Kesan itu pernah terjadi
dan membingungkan Athiyah bin Aswad, sebagaimana dalam riwayat Ibnu Abi Hatim
dan Ibnu Mardiwaih, yang bertanya kepada
Ibnu Abbas r.a. tentang kebingungan dalam benak Athiyah terhadap turunya
Al-Quran di bulan Ramadan QS. Al-Baqarah [2]: 185) dan di malam Al-Qadr (QS.
Al-Qadr [97]: 1). Padahal, ujar Athiyah, Al-Quran
pernah turun di bulan Syawal, Dzul Qa’dah, Dzul Hijjah, Muharram, dan bulan
yang lain. Ibnu Abbas pun menjawab, “Al-Quran itu turun sekaligus di bulan
Ramadhan tepatnya malam Al-Qadr (lailatu’l Qadr), dan di malam yang
penuh keberkahan. Kemudian turun secara bertahap di sepanjang bulan dan hari.

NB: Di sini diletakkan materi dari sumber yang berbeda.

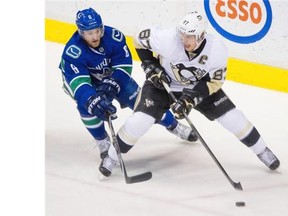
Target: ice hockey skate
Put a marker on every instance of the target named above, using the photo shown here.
(107, 165)
(269, 159)
(104, 146)
(184, 132)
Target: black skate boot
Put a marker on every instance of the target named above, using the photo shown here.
(103, 146)
(184, 132)
(107, 165)
(269, 159)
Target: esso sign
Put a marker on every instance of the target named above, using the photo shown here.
(241, 21)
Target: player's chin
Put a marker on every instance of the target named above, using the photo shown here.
(94, 44)
(188, 48)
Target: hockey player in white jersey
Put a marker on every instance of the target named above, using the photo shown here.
(193, 63)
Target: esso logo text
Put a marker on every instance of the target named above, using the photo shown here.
(241, 21)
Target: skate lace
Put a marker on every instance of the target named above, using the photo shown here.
(182, 131)
(103, 144)
(109, 163)
(267, 157)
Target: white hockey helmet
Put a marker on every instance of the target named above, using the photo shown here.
(194, 23)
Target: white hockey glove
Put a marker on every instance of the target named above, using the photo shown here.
(185, 103)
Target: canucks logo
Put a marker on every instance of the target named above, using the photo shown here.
(73, 51)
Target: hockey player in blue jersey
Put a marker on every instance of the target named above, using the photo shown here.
(96, 66)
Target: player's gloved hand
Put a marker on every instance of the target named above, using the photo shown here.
(99, 106)
(156, 74)
(109, 87)
(185, 103)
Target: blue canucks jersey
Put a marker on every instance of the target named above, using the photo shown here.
(83, 67)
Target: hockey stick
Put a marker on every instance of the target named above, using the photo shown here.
(128, 179)
(237, 186)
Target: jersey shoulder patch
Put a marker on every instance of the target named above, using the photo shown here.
(73, 51)
(117, 35)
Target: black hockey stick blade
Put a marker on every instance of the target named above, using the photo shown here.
(237, 186)
(136, 178)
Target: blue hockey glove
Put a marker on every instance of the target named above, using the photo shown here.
(156, 74)
(109, 87)
(185, 103)
(101, 107)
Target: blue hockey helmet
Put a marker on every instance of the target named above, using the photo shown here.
(88, 19)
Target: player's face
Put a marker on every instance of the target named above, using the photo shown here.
(92, 37)
(189, 41)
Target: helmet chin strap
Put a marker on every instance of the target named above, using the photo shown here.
(199, 41)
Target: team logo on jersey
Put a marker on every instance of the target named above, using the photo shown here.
(149, 102)
(73, 51)
(117, 35)
(186, 75)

Dari riwayat di atas, ulama membagi fase turunnya Al-Quran sebagai
berikut.
1)
Turun di Lauhu’l Mahfudz. Imam Abu Hayan dalam tafsirnya
menuturkan bahwa Lauhu’l Mahfudz adalah tempatnya segala sesuatu.
2)
Dari Lauhi’l Mahfudz turun sekaligus ke Baitu’l Izzah
di langit dunia sebagaimana riwayat Ibnu Abbas tersebut.
3)
Dari Baitu’l ‘Izzah turun ke Nabi SAW secara bertahap selama
kurun waktu dua puluh tiga tahun.
Kembali ke pertanyaan di awal, kenapa harus turun bertahap? Prof.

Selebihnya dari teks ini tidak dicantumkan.